After identity is resolved, the engine merges the live in-session data with the customer's historical profile from Batch Storage. This combined profile—containing both real-time attributes and historical metrics—is what powers personalization and activation decisions.

ID stitching keys and the attributes used for matching are configured in your **Parent Segment** under the ID Stitching settings. Changes to stitching keys take effect for new events immediately after the configuration is deployed.

## What's the difference between real-time and batch processing?

Real-Time 2.0 runs two processing pipelines that serve different purposes and complement each other:

|  | Realtime Pipeline | Batch Pipeline |
|  --- | --- | --- |
| **Trigger** | Every event, as it arrives | Scheduled (minutes to hours) |
| **Speed** | Milliseconds | Minutes to hours |
| **Data processed** | Individual events, in-session behavior | Full event history, large aggregations |
| **Outputs** | Updated real-time attributes, personalization decisions, triggered activations | Aggregated attributes, predictive scores, audience segments |
| **Best for** | Responding to what a customer is doing right now | Understanding who a customer is based on their full history |


**Combined decisioning example:** When a customer views a product page, the Realtime Pipeline detects the behavior instantly and triggers a personalized recommendation. That recommendation is enriched with the customer's purchase history, loyalty tier, and predicted next best offer—all supplied by the Batch Pipeline—resulting in a decision that is both timely and contextually accurate.
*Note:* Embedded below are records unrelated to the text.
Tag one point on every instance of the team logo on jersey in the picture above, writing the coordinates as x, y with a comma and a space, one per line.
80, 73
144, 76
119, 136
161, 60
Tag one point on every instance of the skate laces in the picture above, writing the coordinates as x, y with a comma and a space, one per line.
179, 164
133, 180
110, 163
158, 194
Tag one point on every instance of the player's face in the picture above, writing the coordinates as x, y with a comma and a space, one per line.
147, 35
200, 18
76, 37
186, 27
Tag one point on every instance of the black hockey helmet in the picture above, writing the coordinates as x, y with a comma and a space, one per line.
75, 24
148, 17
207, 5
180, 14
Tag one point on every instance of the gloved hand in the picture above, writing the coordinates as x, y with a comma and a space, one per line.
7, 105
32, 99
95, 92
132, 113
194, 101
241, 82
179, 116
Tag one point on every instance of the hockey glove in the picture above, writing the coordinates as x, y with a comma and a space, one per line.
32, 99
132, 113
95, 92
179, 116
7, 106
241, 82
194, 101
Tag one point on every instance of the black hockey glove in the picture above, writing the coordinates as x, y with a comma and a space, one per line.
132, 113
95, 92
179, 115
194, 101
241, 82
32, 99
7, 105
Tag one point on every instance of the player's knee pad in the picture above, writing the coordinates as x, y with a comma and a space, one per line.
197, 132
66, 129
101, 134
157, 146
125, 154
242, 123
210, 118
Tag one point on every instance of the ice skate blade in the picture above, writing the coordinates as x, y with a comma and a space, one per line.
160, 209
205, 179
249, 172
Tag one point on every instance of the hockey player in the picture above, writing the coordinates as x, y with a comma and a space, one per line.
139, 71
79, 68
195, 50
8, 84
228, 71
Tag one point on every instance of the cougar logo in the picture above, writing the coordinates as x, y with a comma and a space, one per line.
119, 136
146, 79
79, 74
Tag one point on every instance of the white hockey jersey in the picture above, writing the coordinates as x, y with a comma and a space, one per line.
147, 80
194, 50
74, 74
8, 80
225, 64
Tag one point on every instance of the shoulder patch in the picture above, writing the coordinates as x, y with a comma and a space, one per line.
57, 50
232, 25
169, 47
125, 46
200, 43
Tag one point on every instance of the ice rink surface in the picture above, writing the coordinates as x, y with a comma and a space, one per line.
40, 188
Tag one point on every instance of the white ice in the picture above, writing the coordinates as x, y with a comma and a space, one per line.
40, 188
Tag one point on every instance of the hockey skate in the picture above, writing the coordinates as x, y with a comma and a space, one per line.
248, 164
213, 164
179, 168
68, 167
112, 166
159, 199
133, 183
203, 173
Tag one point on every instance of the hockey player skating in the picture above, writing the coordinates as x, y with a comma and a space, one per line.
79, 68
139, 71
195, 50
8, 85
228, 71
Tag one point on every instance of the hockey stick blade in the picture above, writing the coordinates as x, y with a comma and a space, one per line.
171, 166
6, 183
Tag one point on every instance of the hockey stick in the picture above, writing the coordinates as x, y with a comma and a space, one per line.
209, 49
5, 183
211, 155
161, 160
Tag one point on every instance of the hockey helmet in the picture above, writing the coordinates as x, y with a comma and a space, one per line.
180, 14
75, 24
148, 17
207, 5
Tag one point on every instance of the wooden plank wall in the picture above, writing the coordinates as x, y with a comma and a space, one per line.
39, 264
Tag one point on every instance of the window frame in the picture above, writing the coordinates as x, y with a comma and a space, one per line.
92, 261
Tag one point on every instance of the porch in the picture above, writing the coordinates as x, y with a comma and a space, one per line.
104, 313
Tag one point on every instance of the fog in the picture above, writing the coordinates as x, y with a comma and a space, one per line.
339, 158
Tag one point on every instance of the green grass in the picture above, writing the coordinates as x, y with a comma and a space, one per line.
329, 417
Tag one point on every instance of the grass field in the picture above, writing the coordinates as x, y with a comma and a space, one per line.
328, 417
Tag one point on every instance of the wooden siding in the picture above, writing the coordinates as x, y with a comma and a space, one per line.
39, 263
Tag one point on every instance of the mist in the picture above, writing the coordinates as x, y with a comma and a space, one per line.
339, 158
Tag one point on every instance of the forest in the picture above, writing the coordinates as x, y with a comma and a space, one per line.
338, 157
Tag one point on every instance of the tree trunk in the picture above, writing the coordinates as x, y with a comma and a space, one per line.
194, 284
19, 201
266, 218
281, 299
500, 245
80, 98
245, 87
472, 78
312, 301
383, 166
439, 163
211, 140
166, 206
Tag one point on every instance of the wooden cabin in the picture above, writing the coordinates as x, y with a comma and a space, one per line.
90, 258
You do not need to choose between the two pipelines. Every event flows through both automatically.

## What's the latency? How fast is this really?
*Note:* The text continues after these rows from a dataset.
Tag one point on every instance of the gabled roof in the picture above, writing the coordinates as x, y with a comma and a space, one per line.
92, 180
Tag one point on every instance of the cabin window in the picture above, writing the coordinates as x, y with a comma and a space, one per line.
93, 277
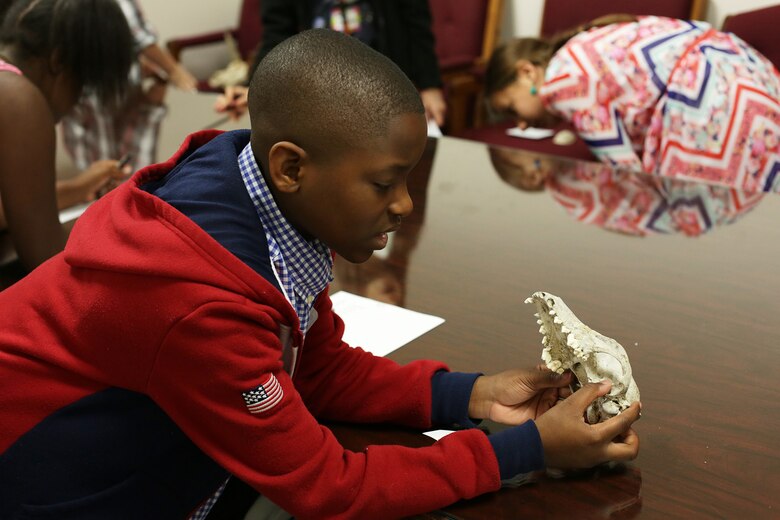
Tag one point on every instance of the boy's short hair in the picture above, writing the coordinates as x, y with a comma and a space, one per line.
320, 88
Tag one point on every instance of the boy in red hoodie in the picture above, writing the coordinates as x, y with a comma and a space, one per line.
186, 334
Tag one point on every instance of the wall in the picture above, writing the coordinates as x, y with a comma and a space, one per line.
524, 17
521, 17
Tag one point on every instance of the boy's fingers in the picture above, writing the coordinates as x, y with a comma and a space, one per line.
626, 449
545, 378
619, 424
588, 393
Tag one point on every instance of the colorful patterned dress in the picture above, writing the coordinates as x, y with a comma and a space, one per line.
673, 98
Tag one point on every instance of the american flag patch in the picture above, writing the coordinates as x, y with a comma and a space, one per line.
263, 397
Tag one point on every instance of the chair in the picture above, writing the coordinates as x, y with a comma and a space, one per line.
561, 15
466, 33
759, 29
247, 35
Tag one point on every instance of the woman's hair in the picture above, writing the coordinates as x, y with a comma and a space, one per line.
89, 39
501, 71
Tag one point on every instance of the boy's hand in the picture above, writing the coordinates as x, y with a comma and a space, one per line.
514, 396
569, 442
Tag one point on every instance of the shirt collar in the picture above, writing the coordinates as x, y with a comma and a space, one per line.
307, 263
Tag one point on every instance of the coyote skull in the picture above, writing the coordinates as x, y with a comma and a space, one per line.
570, 344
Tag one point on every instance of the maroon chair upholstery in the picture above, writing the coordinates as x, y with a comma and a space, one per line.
459, 27
496, 135
561, 15
466, 32
759, 28
247, 34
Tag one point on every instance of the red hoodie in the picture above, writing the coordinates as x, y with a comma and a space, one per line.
143, 299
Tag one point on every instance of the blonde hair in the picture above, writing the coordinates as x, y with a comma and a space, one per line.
501, 71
**End-to-end latency SLAs**

| Capability | Latency | Notes |
|  --- | --- | --- |
| **Personalization API** | ≤ 100ms (p95) | Time from API request to response, including real-time attribute lookup and batch profile merge |
| **Triggered Activations** | Up to 3 minutes | Time from event ingestion to activation delivery to downstream channel |
| **Batch Processing** | Minutes (varies by workflow schedule) | Depends on workflow configuration and data volume |


**Throughput capacity**

| Component | Default Capacity | Maximum (global) |
|  --- | --- | --- |
| **Event Ingestion** | 2,000 events/second | 100,000+ events/second |
| **Real-time Decisioning** | 8,000 events/second | — |
| **Triggered Activations** | 8,000 events/second | — |


If your expected event volume exceeds the default ingestion limit of 2,000 events/second, contact your Treasure Data account team to discuss capacity adjustments. Limits are configurable and can be scaled to support high-traffic use cases.